Midcoast Green
Collaborative

Midcoast Green Collaborative > Home > Articles > Fish Ladder Choices

Fish Ladder, Energy, and Choice

by: Paul Kando




Damariscotta Mills - It has been said that nothing would exist without energy. This village, which straddles the town line between Nobleboro and Newcastle, certainly would not. Luckily it does and even has a colorful renewable energy-history. In 1729 water-powered sawmills opened here at the head of the falls between Damariscotta Lake and the tidal headwaters of the Damariscotta River. In 1923 Central Maine Power Co. built a 5 megawatt hydroelectric power plant below the falls. Now owned by Canadians, this plant is still in operation. The saw mills, however, are long gone, only the mill pond and the village name remain to evoke their memory. Because the sawmills blocked the alewives' way to their natal waters in the lake, there were legislative concerns expressed about their access to the lake as early as 1741. The "New Stream" fish ladder was finished in 1807. Built of dry-laid field stones, it has severely deteriorated over two centuries of winter-frosts, spring thaws, floods, and occasional hurricanes. With whole sections in ruin, it became near-impossible for the fish to reach the lake yet again.


Alewives
photo credit: DamariscottaMills.org

After years of stop-gap repairs, a thorough rebuilding project was finally launched in 2007 with the reconstruction of a crumbling section of wall forty feet long and twelve feet high. Since then restoration has proceeded in annual phases, each to be completed between the end of one year's alewife run and the beginning of the next. Timely completion of each phase is a must as the ladder must be open for both the upstream passage of spawning alewives and the downstream run of their young. Heavy machinery cannot easily access the middle section of the ladder, which includes sections most in need of repair. This makes reconstruction of crumbling pools and stone walls there especially challenging.

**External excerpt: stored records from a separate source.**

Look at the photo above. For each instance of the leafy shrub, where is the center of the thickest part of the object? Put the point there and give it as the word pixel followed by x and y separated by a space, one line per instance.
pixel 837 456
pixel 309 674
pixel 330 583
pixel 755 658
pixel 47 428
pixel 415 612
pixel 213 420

The restoration project is an impressive display of humans working with nature, not against it; the abundance of fish, birds, energy; and how life and death choices play out here daily. Huge schools of shoulder-to-shoulder alewives mass at the bottom, each 8 ounce, 11 to 12" fish a bundle of energy reserved for the torturous journey up ahead. Seagulls consider this a swirling mass of food - their source of energy. They hang out noisily. Now and then one dives to catch a fish. It must swallow it quickly: its peers would rather wrestle for a meal than fish for it. Far more seagull-energy seems to be expended on bickering than it would take for each bird to catch its own fish - child's play in this pool of wall to wall alewives.

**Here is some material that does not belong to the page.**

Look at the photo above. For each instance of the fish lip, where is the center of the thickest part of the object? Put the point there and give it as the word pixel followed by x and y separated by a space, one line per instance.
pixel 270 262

The scene reminds me of humans. Even with plenty of renewable solar, wind, hydro, tidal, wave biomethane, and biomass energy available to us, we still send armies to "defend" energy sources that belong to others, as if they were our own. Lord knows, we also bicker amongst ourselves over every scrap of energy policy and how renewable energy might impact business models based on 19th century needs.

For the fish, surmounting the ladder means an opportunity to spawn, create new life, perpetuate the species. Failure means demise. Such challenges focus the mind. Decisions must be made. Failing to make them means default to someone else's choices. A few yards ahead there is a fork in the stream. Turn right and, after a climb, you reach your goal. Swim straight (seems easier from here) and get trapped. The way is blocked by an impenetrable iron screen. The only option is a stagnant pool whence twice a day the hapless get dumped on a conveyor, on their way to become lobster-bait.

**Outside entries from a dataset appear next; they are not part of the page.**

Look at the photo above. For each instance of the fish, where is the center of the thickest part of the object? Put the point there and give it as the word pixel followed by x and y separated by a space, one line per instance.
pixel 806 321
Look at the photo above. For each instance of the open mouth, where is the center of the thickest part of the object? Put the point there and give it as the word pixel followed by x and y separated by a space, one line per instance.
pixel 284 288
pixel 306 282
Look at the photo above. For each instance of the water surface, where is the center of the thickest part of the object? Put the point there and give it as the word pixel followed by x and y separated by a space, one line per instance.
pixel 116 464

We humans face a similar choice. One path requires transition to a future of enriched lives, human solidarity, and environmental sustainability, based on renewable energy. The other, an easier-looking straightaway of no change, traps us in an economy powered by hyped supplies of fossil energy extracted from under land, ice, and ocean. Unlike alewives, though, we are warned of two impenetrable screens blocking this smoother route: tightening fossil energy supplies, higher prices, shortages, depletion; and the threat of catastrophic, irreversible climate change. Ignore the warning and become trapped, forfeiting the future of grandchildren.

A growing international network of scholars and activists has been working on alternative scenarios in quest of a path to a hopeful future. Scientifically rigorous and humanly inspiring, the message of their Great Transition Initiative is that we can still create a better world by shifting our values and transforming our institutions. Critical to this transition is something the alewives facing their fatal choice don't have: awareness of the danger ahead and the need to revise our ways of living together on this planet. This is our time of choice. We need a vast global citizen movement to bear right at the fork. But only one or two alewives at a time can mount each of the 61 steps of the ladder, one by one until they add up to the more than 41 feet of rise from river to lake. We humans must start small as well, creating change locally, but in a way that inspires others to do likewise.

Enjoy the restoration festival. Marvel at the abundant energy, interdependence and zero waste ways of nature. Then, at home, watch this slideshow Decide or default. The fork ahead is right upon us. A future of happy grandkids or lobster-bait.